When a movie star dies, all kinds of memories well up — not only of screen roles and whatever part of the star’s private life went public, but also of ways these distant visions and separate lives interacted with our own. In the ’50s, Natalie Wood was an ultimate idealized teenager to girls who wanted to be like her and to boys who may have found in her one of their first raging erotic fixations.
She stayed beautiful, she stayed gorgeous; she was never anything so minimal as merely a sex symbol, and yet it would be hard to sustain the contention that she was a great actress. Like others who make mysteriously indelible impressions on the mind and dream-life of the mass audience, she was a great movie star — on occasion, a scintillating presence, and Hollywood royalty for the first rock ‘n’ roll generation.
And even though millions grew up with her, and watched her grow up on the screen, she seemed incurably youthful and, at heart, incorrigibly naughty — the good girl with the bad girl inside. Her death at the age of 43, apparently by drowning, seems all the sadder and more of a cheat because of that youthfulness, and yet it ensures that there will never be a photographic image of her, anywhere, in which she looks old or spent or without that teasing insouciance.

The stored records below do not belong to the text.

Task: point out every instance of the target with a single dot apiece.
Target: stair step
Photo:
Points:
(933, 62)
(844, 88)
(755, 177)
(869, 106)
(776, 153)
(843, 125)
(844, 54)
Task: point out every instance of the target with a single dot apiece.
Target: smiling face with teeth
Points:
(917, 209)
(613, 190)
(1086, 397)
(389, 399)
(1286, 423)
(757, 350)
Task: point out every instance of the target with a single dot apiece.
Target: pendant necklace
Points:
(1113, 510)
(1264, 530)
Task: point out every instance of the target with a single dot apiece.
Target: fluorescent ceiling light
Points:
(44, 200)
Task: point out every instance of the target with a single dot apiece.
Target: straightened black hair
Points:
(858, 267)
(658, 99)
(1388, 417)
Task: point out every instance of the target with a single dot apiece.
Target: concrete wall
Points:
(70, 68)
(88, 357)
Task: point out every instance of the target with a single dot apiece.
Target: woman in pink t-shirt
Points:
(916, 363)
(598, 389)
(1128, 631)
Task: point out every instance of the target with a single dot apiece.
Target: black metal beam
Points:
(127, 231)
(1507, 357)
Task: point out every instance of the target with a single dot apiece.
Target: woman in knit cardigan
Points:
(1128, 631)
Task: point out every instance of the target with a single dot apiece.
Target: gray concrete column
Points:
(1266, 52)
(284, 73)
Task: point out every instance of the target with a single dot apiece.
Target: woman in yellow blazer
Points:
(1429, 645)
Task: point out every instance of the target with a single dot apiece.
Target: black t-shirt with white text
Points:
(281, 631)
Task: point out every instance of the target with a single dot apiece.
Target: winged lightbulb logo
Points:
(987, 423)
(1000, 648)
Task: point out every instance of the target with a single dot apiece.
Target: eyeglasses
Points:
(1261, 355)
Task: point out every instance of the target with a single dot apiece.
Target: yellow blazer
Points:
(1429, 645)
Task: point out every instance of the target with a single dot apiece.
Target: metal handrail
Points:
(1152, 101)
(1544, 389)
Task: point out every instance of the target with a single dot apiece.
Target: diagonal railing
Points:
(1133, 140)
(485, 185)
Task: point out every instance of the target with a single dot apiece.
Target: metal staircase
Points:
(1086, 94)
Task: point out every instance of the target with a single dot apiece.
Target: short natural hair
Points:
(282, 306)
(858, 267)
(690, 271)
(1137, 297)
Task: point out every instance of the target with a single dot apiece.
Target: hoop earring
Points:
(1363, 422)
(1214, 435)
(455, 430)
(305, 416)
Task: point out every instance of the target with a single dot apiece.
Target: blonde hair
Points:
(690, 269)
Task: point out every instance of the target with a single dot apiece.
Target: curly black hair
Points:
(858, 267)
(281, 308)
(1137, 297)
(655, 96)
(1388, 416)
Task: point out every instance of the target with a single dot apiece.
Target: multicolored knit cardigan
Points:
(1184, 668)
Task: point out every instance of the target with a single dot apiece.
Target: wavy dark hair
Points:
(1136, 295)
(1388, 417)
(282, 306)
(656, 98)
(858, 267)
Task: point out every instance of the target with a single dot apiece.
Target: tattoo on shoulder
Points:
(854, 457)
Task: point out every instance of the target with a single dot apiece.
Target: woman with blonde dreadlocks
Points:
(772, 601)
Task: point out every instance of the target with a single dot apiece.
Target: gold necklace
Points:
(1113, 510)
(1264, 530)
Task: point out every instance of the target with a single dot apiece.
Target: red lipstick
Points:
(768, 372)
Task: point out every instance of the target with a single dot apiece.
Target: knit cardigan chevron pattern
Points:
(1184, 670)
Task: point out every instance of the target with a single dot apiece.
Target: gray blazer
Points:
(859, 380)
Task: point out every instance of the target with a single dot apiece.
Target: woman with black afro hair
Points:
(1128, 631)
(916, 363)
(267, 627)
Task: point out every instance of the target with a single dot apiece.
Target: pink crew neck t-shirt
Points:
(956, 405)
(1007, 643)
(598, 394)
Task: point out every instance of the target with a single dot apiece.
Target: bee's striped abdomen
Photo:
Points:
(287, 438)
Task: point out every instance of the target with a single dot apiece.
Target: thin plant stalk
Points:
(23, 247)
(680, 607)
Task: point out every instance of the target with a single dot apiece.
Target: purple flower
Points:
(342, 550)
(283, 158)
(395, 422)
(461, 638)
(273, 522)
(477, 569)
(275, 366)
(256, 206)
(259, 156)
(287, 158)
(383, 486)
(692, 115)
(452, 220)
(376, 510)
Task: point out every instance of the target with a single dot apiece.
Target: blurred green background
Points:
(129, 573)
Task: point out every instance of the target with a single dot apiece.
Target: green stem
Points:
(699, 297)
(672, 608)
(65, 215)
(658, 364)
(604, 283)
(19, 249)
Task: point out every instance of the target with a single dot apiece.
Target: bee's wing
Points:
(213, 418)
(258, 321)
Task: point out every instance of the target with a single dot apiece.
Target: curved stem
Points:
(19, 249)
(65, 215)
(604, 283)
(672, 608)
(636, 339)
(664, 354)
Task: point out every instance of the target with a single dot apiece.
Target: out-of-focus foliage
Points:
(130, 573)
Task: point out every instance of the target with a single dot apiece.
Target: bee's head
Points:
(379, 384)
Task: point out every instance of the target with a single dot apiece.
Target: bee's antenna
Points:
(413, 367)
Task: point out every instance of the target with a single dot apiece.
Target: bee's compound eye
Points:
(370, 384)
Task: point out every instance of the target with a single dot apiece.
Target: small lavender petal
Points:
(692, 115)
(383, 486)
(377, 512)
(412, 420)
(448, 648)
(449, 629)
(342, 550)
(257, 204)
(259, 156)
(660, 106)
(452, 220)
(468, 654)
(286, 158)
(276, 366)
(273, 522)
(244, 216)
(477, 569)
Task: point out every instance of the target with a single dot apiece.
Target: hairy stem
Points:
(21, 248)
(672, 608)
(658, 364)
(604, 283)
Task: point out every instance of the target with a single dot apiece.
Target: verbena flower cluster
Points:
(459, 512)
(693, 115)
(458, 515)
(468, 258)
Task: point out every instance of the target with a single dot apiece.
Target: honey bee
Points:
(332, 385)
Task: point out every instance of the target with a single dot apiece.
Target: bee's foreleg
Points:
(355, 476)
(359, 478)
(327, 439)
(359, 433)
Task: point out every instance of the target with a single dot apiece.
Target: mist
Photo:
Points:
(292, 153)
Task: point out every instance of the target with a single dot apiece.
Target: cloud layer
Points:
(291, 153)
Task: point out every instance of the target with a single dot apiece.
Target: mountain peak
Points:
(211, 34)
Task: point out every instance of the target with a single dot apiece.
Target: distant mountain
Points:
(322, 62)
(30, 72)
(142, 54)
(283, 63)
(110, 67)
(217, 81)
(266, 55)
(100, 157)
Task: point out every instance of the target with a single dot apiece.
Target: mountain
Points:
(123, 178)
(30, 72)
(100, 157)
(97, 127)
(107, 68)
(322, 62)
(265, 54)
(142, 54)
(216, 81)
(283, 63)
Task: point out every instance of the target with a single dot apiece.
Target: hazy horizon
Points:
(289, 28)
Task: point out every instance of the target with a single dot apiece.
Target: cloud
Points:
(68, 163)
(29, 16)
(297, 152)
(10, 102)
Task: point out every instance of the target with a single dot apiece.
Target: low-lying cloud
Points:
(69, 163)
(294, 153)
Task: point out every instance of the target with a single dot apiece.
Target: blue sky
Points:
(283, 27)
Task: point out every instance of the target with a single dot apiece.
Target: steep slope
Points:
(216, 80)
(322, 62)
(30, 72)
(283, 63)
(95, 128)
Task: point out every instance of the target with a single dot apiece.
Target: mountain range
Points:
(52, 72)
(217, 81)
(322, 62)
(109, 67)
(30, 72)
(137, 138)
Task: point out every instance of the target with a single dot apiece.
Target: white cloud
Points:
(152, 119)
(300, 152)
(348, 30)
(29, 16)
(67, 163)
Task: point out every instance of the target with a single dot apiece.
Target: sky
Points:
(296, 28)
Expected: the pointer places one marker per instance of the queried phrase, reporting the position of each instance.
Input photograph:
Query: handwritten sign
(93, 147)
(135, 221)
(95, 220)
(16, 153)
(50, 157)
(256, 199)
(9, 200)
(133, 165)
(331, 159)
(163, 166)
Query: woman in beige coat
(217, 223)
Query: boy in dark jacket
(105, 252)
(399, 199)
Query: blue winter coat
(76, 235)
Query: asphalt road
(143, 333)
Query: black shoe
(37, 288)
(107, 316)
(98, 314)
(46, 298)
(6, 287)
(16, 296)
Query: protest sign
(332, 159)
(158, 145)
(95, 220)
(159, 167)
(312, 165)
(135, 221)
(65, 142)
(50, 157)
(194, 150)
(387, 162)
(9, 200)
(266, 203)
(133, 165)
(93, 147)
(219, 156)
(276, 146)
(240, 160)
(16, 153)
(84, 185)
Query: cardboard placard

It’s going to be awfully hard now to watch reruns of “Splendor in the Grass” on television and not get even more depressed than the movie is supposed to make you anyway, especially in the last scene, when Miss Wood’s voice on the soundtrack — over a shot of her walking away, smiling bravely, from the great love of her life — recites again from Wordsworth:
“Though nothing can bring back the hour, of splendor in the grass, of glory in the flower; We will grieve not, rather find strength in what remains behind.”